I am showing with the bird analogy how this is absurd. That you always have the choice to feed the birds or not.
At the end, it’s still a “damned if you do, damned if you don’t” type of dilemma, like all important political interactions.
Nobody knows if the long-term impact will be positive or negative. It can push countries to take care of their population, to have new coalitions of countries (what if China double-down and offer more aid ?), etc.
Pretty much unknown. I hope it will eventually work out for the innocents who are victims of politicians who are in comfy places.
The comment above you made a much more apt analogy with being bone marrow donor.
In your logic, you should have never "fed the birds" to start with but the people giving birth to children in f** up places are not going. "Mmmm I may wait for having that child on whether humanitarian aid will come" or "The likelihood of civi war is big in my country, I will wait for a safer period". They just have the child. Also those people may want to live too since they are already alive.
So just like for birds, not feeding them because it would create a population that cannot sustain itself would mean having lots of birds dying.
Also I like to live in a world where some humans are not considered as birds.

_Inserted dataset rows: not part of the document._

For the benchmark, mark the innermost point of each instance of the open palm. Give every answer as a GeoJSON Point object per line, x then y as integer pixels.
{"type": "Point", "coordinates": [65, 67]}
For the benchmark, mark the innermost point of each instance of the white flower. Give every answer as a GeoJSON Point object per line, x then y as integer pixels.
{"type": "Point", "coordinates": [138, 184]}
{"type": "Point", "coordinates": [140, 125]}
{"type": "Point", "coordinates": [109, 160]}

> Nobody knows if the long-term impact will be positive or negative. It can push countries to take care of their population, to have new coalitions of countries (what if China double-down and offer more aid ?), etc.
Sure but that's besides the point the whole point of the parent was introducing the complexity of, once you have given some aid, you are responsible for the deaths you caused if you pull it out too quickly for the recipients to adapt. As others have said it's not like the US have coordinated themselves and given time to have other countries to share that load more evenly. Also it seems with administration, a lot of the time, cruelty is the point: Showing your base you are hurting their preferred target instead of actually being efficient. An example of that would be the handling of illegal immigration. A big spectacle but a needlessly cruel and inefficient one.

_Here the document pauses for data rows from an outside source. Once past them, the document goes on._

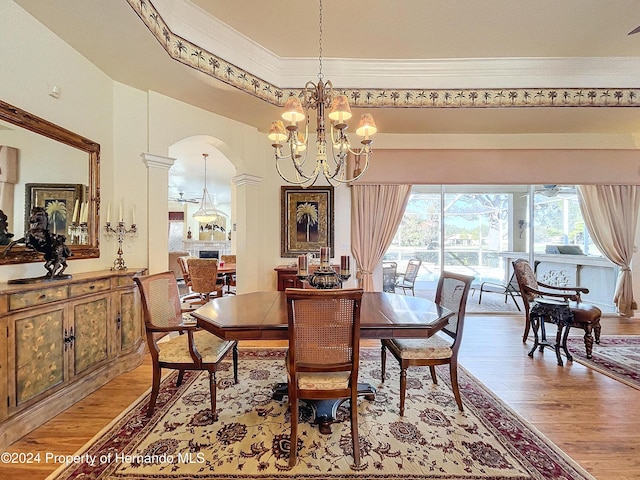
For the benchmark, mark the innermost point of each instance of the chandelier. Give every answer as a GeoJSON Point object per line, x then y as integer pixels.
{"type": "Point", "coordinates": [207, 213]}
{"type": "Point", "coordinates": [291, 143]}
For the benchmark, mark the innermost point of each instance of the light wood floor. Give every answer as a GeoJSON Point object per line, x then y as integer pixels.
{"type": "Point", "coordinates": [593, 418]}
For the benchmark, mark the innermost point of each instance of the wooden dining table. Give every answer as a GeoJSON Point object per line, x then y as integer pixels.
{"type": "Point", "coordinates": [263, 316]}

Not to republicans who have repeatedly voted down measures to take care of people getting straight up cancer from abysmal practices during the middle east wars that they started.
Those same republicans also voted down support for the aid workers of 9/11 dealing with absurd health issues from all the dust.
Literal heros and innocent victims, but republicans don't want to spend pennies on them.
I hope such egotistical zero sum thinking leads to the economic isolation of the US. 4chan Fun fact: You and only can make america great again, amirite. Who needs steady deficit funding when you have freedom.
What help for these Americans did the Republicans put forward and approve along with these cuts? All I saw was a cut to the affordability of healthcare for those people. Did I miss some help that is coming that they didn't have before the USAID cuts?
>We don’t (didn’t) do it because it’s our job, we do (did) it because it’s the right thing to do.
We didn't do it because it's the right thing to do, we did it for soft power, to spread our political and cultural influence and have leverage against those governments to serve our interests. Nations are not moral actors.